Import path for existing spreadsheets treated as v1, not a future enhancement
Coordinators had years of patient data in personal Excel files. The Electron app includes a column-mapping import UI that reads an existing workbook, lets the user map columns to the system's fields, previews the result, and bulk-inserts. The Excel workbook has a corresponding import module. Shipping without this would have meant a cold start and slow adoption.
Archive before delete
The data retention design requires an explicit admin action before any deletion occurs. The admin sets a retention period (6, 12, 18, or 24 months) and a purge frequency. When a purge runs, stale patients are exported to a dated archive .xlsx at a path the admin picks, then hard-deleted. The admin must confirm; declining does not update the last-purge date. The team always has an archival record before anything is removed.
No Epic integration in v1
Syncing with Epic would require IT involvement, an EHR vendor agreement, a maintenance commitment, and a new failure mode: the tracking system breaking whenever Epic changes its API. The team's actual need was a record that persists through Epic's behavior, not one that depends on it. Tight integration would reintroduce the dependency they were trying to escape.
Technical Notes
Pure-VBA SHA-256
The Excel workbook needs password hashing. Calling .NET's cryptography layer via COM or using a third-party library both introduce dependencies that could break on a locked-down machine. A pure-VBA SHA-256 was written from scratch. Zero external dependencies; the workbook is self-contained.

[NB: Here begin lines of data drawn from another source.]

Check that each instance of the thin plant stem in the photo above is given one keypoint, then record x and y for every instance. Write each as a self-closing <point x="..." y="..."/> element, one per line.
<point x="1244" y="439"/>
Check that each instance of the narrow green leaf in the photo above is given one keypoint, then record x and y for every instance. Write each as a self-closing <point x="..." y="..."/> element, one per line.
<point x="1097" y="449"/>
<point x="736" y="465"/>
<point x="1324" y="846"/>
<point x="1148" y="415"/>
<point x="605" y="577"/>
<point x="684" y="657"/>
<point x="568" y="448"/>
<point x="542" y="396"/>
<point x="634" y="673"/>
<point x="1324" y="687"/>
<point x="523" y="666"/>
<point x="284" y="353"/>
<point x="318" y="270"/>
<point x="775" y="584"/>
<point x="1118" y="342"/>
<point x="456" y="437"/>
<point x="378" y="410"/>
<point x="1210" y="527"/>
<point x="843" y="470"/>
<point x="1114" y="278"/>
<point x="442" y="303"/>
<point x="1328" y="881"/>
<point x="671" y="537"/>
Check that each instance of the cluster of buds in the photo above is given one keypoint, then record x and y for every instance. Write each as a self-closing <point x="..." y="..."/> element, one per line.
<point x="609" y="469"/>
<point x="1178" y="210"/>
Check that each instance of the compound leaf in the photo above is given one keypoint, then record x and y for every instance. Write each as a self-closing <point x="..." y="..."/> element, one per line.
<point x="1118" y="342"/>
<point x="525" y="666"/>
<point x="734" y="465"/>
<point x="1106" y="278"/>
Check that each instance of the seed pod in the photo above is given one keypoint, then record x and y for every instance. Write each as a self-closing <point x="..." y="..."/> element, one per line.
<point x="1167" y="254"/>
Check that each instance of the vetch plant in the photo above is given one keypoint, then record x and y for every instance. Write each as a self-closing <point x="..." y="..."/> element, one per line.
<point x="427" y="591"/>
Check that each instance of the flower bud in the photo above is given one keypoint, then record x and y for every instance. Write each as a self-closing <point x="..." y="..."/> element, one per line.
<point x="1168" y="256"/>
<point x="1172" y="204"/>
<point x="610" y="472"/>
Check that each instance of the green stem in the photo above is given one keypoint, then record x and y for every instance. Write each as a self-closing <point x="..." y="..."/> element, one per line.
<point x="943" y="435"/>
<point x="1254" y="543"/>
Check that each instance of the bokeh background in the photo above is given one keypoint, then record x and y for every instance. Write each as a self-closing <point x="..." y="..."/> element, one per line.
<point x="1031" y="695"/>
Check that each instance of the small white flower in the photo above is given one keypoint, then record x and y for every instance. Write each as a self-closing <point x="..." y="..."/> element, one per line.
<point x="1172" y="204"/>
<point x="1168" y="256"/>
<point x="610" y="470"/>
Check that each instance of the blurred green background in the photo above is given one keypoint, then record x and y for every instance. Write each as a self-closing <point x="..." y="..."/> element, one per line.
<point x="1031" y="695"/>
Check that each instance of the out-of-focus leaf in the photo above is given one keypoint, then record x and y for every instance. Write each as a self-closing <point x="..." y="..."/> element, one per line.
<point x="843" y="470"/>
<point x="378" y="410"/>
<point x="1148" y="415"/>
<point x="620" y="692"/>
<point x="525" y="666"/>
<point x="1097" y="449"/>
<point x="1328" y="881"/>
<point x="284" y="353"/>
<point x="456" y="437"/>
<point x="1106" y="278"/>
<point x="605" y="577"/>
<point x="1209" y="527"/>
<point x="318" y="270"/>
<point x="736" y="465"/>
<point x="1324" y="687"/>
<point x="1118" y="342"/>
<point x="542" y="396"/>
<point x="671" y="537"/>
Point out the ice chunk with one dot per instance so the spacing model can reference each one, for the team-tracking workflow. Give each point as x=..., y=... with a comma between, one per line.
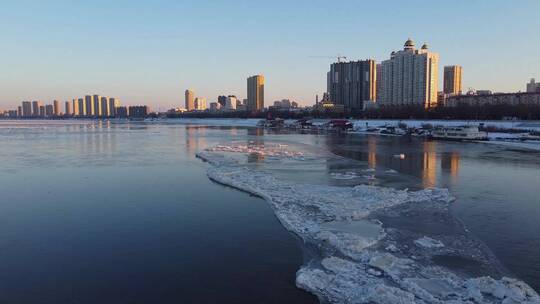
x=428, y=242
x=352, y=268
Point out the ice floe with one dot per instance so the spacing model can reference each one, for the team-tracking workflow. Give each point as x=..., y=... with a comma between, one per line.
x=358, y=260
x=428, y=242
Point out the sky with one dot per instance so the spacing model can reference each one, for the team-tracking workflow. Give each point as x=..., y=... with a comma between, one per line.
x=149, y=52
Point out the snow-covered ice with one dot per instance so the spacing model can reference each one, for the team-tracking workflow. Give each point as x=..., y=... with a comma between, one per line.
x=428, y=242
x=358, y=259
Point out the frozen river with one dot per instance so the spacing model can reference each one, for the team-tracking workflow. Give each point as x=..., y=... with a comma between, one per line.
x=123, y=213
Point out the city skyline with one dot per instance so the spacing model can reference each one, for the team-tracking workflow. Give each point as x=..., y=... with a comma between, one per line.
x=48, y=57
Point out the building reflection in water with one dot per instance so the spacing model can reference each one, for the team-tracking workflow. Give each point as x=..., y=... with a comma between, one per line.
x=450, y=164
x=195, y=139
x=255, y=139
x=429, y=170
x=421, y=157
x=372, y=152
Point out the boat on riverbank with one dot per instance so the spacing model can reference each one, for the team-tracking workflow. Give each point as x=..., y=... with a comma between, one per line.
x=459, y=133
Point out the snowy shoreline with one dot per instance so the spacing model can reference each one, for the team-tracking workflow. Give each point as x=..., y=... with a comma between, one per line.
x=363, y=262
x=502, y=139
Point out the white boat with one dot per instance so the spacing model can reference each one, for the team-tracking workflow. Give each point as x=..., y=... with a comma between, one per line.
x=459, y=133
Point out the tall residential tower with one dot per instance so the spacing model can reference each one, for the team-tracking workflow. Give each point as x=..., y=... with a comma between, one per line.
x=255, y=92
x=352, y=83
x=190, y=100
x=409, y=77
x=452, y=80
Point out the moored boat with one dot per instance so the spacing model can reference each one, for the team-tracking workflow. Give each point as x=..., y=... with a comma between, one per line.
x=459, y=133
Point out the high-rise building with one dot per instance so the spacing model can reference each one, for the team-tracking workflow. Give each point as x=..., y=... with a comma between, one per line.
x=190, y=100
x=89, y=104
x=121, y=112
x=255, y=92
x=82, y=106
x=49, y=110
x=230, y=102
x=222, y=100
x=200, y=103
x=67, y=109
x=97, y=105
x=105, y=110
x=56, y=108
x=26, y=109
x=138, y=111
x=352, y=83
x=35, y=108
x=409, y=77
x=452, y=80
x=113, y=104
x=533, y=86
x=74, y=107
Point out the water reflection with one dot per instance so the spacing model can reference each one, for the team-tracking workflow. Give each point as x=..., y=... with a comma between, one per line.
x=195, y=139
x=429, y=168
x=255, y=139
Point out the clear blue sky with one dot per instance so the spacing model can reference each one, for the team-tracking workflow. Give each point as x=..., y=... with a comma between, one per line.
x=151, y=51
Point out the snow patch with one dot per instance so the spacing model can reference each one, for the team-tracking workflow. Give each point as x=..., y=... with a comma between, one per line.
x=352, y=268
x=427, y=242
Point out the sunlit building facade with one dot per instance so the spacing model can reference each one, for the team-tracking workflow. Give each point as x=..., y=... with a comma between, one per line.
x=452, y=83
x=409, y=77
x=190, y=100
x=255, y=93
x=351, y=84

HashRouter instead of BrowserRouter
The Electron app uses React + Vite. React Router's default behavior assumes a web server to handle deep-link paths. On a hospital PC, the app runs at file:// with no server behind it. Switching to HashRouter (routes in the URL fragment) was a one-line change that made deep linking work on every machine.
Hidden sheets as a relational database
The Excel workbook stores all data in sheets users never see. Each sheet is one table, headers in row 1, auto-incrementing integer IDs in column A, integer foreign keys between sheets. The column names match the SQLite schema exactly, which means a future migration from the Excel workbook to the Electron app requires no data transformation.
Session state lives only in memory
Both solutions store the authenticated session (user ID, name, role) in memory and never write it to disk. Closing the file clears the session. On a shared hospital PC, an unattended open file should not leave an active session behind.
Feature Comparison
| Feature | Electron App | Excel Workbook |
|---|---|---|
| Patient work queue with status filters | Yes | Yes |
| Patient detail with status history | Yes | Yes |
| Appointments day view | Yes | Yes |
| Reports (referrals, first appointments, drops) | Yes | Yes |
| User management (admin) | Yes | Yes |
| List of Values management | Yes | Yes |
| Data retention and purge | Yes | Yes |
| Import from existing coordinator spreadsheet | Yes | Yes |
Export to .xlsx | Yes | Yes |
| Drag-to-reorder LoVs | Yes | Integer sort_order only |
| Password field masking on login | Yes | Not available (Excel cells) |
| Epic integration | Out of scope v1 | Out of scope v1 |
Application Screenshots
All screenshots are from the Electron app.
Outcome
The system gives the team a fully auditable, locally-hosted patient tracking workflow that requires no IT involvement, no server, and no installation. It works on any machine they are likely to encounter. Patient data is preserved independently of Epic's behavior. Reports export to .xlsx the way the team already works. The whole thing is maintained by copying a file and backed up the same way.
The locked-down hospital PC constraint drove every architecture decision, and the result is a system that is simpler and more reliable for it.